One of the biggest shifts happening in software is that defensibility is being redefined in plain sight. For decades, the dominant strategic framework in tech was the moat: own the customer relationship, control the data, increase switching costs, build proprietary workflows, and create enough friction that competitors struggle to displace you. The metaphor was always medieval because the thinking was medieval. Build the castle, widen the moat, raise the drawbridge.
That model worked when software was more self-contained and the company controlling the application often controlled the market. But in an AI native, API driven, increasingly headless world, that logic is becoming less complete. As software becomes more modular and intelligence gets abstracted across models, agents and interoperable systems, advantage increasingly comes not just from what you own, but from what you enable to move through you.
That is why I keep coming back to a different metaphor: canals.
Many traditional moats now look less like durable strategic assets and more like constraints disguised as strengths. They preserve incumbency, but often by trapping users in friction, isolating data, discouraging interoperability and confusing dependency with loyalty. They can be excellent at defending a position, but much worse at creating new forms of compounding value. A moat protects territory. A canal creates commerce.
That distinction matters.
A canal is not openness for openness’ sake. It is engineered flow. It is infrastructure designed to route value more efficiently, and it becomes stronger as more activity passes through it. Historically, moats protected kingdoms, while canals expanded economies. One is fundamentally about exclusion. The other is fundamentally about circulation.

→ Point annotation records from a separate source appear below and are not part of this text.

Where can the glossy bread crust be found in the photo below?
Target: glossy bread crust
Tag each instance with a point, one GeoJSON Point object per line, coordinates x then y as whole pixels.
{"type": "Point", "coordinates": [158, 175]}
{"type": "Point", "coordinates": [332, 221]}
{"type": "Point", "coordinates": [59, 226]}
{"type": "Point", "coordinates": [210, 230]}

That feels much closer to how many of the strongest modern technology businesses actually work.
Stripe became powerful not because it locked merchants into a fortress, but because it became programmable rails for commerce. Twilio did something similar by turning communications into infrastructure. Amazon Web Services did not merely build a protected software business, it became a channel through which entire ecosystems operate. Their defensibility is not only in what they own, but in the amount of movement they facilitate.
That is canal thinking.
Instead of asking how to increase dependence through lock in, it asks how to increase centrality through throughput. Instead of treating defensibility as the ability to keep others out, it treats defensibility as becoming the route others rely on. That is a much more expansive view of platform power, and I think it matters even more in an AI era where value increasingly accrues to orchestration.
Because in a world of APIs, agents, and composable systems, a huge amount of value may flow not to those who control the endpoint, but to those who facilitate movement between endpoints. Movement of data, decisions, trust, transactions, distribution. The economic leverage shifts toward those who sit in the flow.

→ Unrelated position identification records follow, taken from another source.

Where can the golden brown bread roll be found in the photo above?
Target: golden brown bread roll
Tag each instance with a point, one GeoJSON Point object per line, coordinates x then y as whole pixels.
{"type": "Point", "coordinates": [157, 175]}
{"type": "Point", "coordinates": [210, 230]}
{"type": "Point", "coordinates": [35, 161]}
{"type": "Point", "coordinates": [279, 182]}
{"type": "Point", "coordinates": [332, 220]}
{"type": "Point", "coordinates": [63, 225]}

That is a very different kind of strategic position than the classic moat.
It also changes how founders should think about building. For years the instinctive question was “how do we deepen our moat?” Increasingly the better question may be “how do we become a canal others cannot afford to bypass?” That framing pushes you to think less about captivity and more about indispensability. Less about forcing retention and more about earning embeddedness.

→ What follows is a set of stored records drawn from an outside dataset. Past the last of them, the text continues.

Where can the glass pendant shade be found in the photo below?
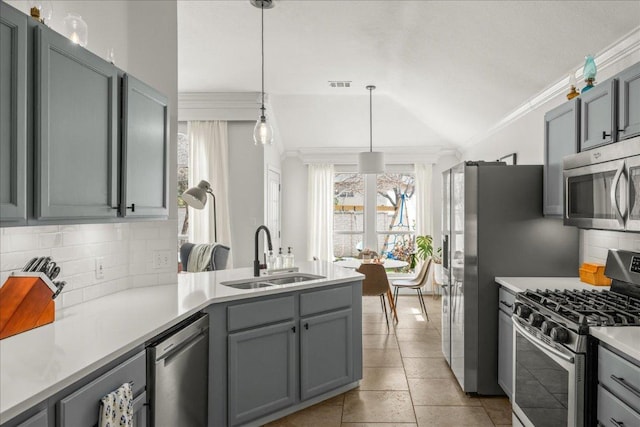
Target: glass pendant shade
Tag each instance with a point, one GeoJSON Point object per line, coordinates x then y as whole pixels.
{"type": "Point", "coordinates": [371, 162]}
{"type": "Point", "coordinates": [196, 197]}
{"type": "Point", "coordinates": [76, 29]}
{"type": "Point", "coordinates": [590, 70]}
{"type": "Point", "coordinates": [263, 133]}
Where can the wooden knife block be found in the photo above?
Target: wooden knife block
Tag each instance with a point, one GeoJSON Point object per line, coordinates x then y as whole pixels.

It also creates a much sharper lens for what a real platform is. A platform is not simply a product with APIs attached. A platform is something others can build through, distribute through, transact through and coordinate through. It does not just capture value at the edge. It increases value in motion. That is a different economic model.
And I think it explains something important about where software is heading. Many moats scale through exclusion, but canals scale through throughput. One preserves scarcity. The other compounds activity. In a world where networks, ecosystems and machine mediated workflows increasingly drive outcomes, throughput may be the more powerful form of defensibility.
That may be the deeper shift underway in modern software. We are moving from a worldview organized around protecting the castle to one organized around owning the route. From building walls around value to becoming the infrastructure through which value travels.
And historically, routes tend to outlast empires.
Moats protected kingdoms. Canals created civilizations.